When school let out that afternoon, police were in the area equipped with full riot gear. According to eyewitnesses in the Mondawmin neighborhood, the police were stopping buses and forcing riders, including many students who were trying to get home, to disembark. Cops shut down the local subway stop. They also blockaded roads near the Mondawmin Mall and Frederick Douglass High School, which is across the street from the mall, and essentially corralled young people in the area. That is, they did not allow the after-school crowd to disperse.

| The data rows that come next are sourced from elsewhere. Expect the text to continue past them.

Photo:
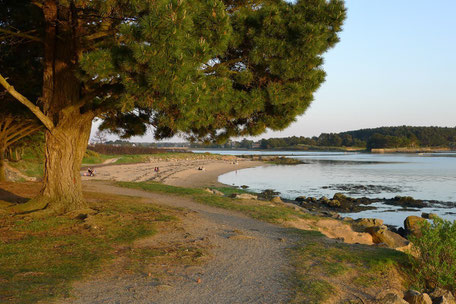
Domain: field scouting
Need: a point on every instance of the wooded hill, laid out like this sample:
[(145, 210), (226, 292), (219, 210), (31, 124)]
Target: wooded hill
[(377, 138)]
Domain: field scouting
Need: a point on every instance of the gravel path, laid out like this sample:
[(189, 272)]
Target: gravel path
[(249, 262)]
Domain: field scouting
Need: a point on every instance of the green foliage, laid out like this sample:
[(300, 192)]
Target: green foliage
[(331, 264), (435, 262), (198, 70)]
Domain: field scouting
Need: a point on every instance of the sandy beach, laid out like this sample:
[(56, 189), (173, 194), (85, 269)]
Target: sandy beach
[(175, 172)]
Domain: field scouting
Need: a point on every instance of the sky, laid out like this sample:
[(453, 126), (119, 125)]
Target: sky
[(395, 65)]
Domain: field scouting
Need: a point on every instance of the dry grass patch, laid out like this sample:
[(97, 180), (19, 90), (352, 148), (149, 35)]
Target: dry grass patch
[(329, 271), (40, 257)]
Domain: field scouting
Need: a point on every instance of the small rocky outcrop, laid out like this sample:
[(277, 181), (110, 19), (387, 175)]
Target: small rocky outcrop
[(214, 191), (392, 298), (441, 296), (276, 200), (364, 223), (245, 196), (412, 225), (381, 234), (429, 216), (301, 199), (415, 297)]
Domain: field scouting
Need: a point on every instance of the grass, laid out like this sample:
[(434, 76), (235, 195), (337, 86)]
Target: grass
[(40, 257), (323, 265), (265, 211)]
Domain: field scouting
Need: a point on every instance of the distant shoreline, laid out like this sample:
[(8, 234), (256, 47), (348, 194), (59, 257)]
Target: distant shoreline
[(337, 149)]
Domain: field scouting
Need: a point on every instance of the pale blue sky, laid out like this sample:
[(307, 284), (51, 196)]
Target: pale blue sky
[(395, 65)]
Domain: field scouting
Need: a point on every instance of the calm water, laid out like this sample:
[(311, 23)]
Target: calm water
[(423, 176)]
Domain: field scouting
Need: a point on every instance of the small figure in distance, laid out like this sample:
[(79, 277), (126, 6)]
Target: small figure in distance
[(91, 172)]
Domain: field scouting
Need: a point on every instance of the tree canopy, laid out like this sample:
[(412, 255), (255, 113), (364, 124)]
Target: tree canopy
[(208, 69)]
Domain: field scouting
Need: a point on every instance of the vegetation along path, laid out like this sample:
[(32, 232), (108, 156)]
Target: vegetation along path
[(249, 263)]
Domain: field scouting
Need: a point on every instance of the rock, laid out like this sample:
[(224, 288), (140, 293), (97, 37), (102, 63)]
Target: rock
[(340, 197), (442, 296), (362, 224), (414, 297), (216, 192), (369, 222), (311, 199), (333, 203), (392, 298), (245, 196), (412, 225), (276, 200), (381, 234), (429, 215)]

Meghann Harris, a teacher at a nearby school, described on Facebook what happened:

Police were forcing buses to stop and unload all their passengers. Then, [Frederick Douglass High School] students, in huge herds, were trying to leave on various buses but couldn’t catch any because they were all shut down. No kids were yet around except about 20, who looked like they were waiting for police to do something. The cops, on the other hand, were in full riot gear, marching toward any small social clique of students…It looked as if there were hundreds of cops.

The kids were “standing around in groups of 3-4,” Harris said in a Facebook message to Mother Jones. “They weren’t doing anything. No rock throwing, nothing…The cops started marching toward groups of kids who were just milling about.” (source)

For additional witness accounts, please see Eyewitnesses: The Baltimore Riots Didn’t Start the Way You Think.

Who was actually behind that social media “purge” campaign, anyway? One source says many of the accounts (20 to 50 of them) are linked to those used to spark violence in Ferguson.

****

Prosecutor Mosby announced that the six officers involved in Gray’s death have been charged criminally:


 

Something is rotten in Baltimore, and hopefully the air will be cleared soon.